Левантийское королевство. Записки старого рыцаря Акры. Глава II. Под звон колокола
«Есть люди, которые считают монастырь самым тихим местом на земле. Они никогда не жили в одном из них.»

Процессия появилась на улице, когда солнце уже клонилось к западу. Я заметил ее случайно, подняв глаза от пергамента, на котором вот уже добрый час безуспешно пытался уместить воспоминания полувековой давности. Два десятка монахов медленно поднимались по дороге от гавани к верхнему городу. Их плащи были покрыты дорожной пылью, посохи стерлись от долгого пути, а впереди процессии несли простой деревянный крест. Они негромко пели псалом, и ветер доносил до моего окна лишь отдельные латинские слова, давно знакомые мне с самого детства.

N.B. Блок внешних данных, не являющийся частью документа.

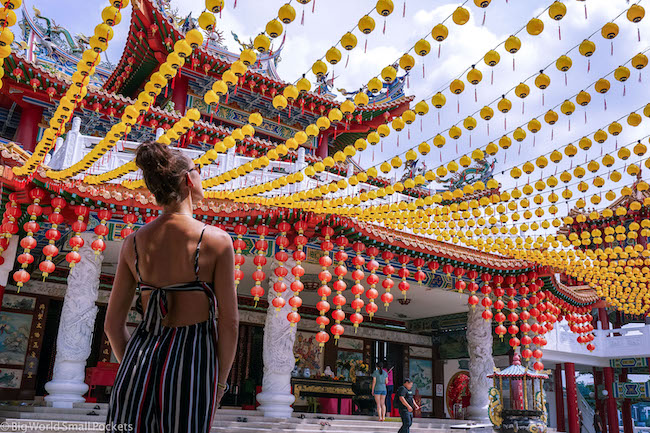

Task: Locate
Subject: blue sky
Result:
[26,0,650,197]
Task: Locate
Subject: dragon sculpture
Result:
[33,7,90,54]
[436,159,496,191]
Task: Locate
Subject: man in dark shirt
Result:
[395,379,420,433]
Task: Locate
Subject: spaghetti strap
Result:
[133,234,142,286]
[194,224,208,281]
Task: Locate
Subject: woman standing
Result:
[372,362,388,421]
[104,142,239,433]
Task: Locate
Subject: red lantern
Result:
[332,233,346,333]
[251,224,268,304]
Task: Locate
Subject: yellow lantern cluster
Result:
[13,0,129,176]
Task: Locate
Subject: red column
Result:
[594,367,616,433]
[619,368,634,433]
[172,74,190,115]
[603,367,618,433]
[316,132,330,159]
[15,104,43,152]
[564,362,580,433]
[553,364,566,432]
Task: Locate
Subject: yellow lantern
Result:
[594,129,607,144]
[358,15,375,35]
[354,92,369,107]
[325,47,341,65]
[278,3,296,24]
[497,95,512,113]
[614,66,630,82]
[431,24,449,42]
[449,79,465,95]
[505,35,521,54]
[415,100,429,116]
[451,6,469,26]
[252,30,271,53]
[381,65,397,83]
[600,23,618,39]
[311,60,327,78]
[626,4,645,23]
[555,55,573,72]
[431,92,446,107]
[515,83,530,99]
[528,119,542,134]
[544,110,559,125]
[576,90,591,107]
[368,77,384,93]
[560,99,576,116]
[265,20,282,38]
[296,76,311,93]
[526,18,544,36]
[467,67,483,85]
[535,71,551,90]
[416,39,431,56]
[463,116,476,131]
[399,53,415,71]
[479,105,494,120]
[548,1,566,21]
[607,122,623,136]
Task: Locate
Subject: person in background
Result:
[384,364,395,416]
[372,362,388,421]
[395,378,420,433]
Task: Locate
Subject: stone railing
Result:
[545,321,650,358]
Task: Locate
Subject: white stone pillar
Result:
[257,259,296,418]
[467,307,494,422]
[45,232,103,408]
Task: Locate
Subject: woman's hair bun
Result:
[135,141,190,206]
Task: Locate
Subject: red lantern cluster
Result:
[332,236,354,333]
[13,188,45,292]
[38,197,67,280]
[381,251,395,311]
[287,221,308,326]
[232,224,248,290]
[120,213,138,239]
[251,224,269,306]
[90,209,113,256]
[350,242,364,326]
[271,221,288,311]
[397,254,411,299]
[0,192,22,264]
[65,204,90,269]
[481,272,493,322]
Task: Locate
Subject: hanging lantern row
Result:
[15,0,129,179]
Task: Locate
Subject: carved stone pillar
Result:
[45,232,103,408]
[257,259,296,418]
[467,307,494,422]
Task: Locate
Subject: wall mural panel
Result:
[409,358,433,396]
[0,311,33,365]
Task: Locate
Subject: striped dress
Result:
[106,227,218,433]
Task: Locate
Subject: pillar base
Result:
[257,391,296,418]
[465,404,491,423]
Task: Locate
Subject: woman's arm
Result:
[211,230,239,404]
[104,235,136,362]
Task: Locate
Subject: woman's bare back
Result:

Я слушал этот напев и вдруг поймал себя на мысли, что без труда могу продолжить его до самого конца. Прошло больше пятидесяти лет, но память удивительно цепко хранит то, что однажды было выучено еще ребенком. И тогда мне невольно пришло в голову: если бы Господь не распорядился иначе, сегодня я, вероятно, шел бы в такой же процессии. Такой же седой, такой же сутулый, с тонзурой на голове и молитвенником под мышкой, направляясь к очередной святыне, а не сидел бы в собственном доме в Акре, вспоминая времена, когда мир казался куда больше, чем оказался на самом деле.
Детство редко спрашивает человека, какой путь он хотел бы избрать. Особенно если он сирота.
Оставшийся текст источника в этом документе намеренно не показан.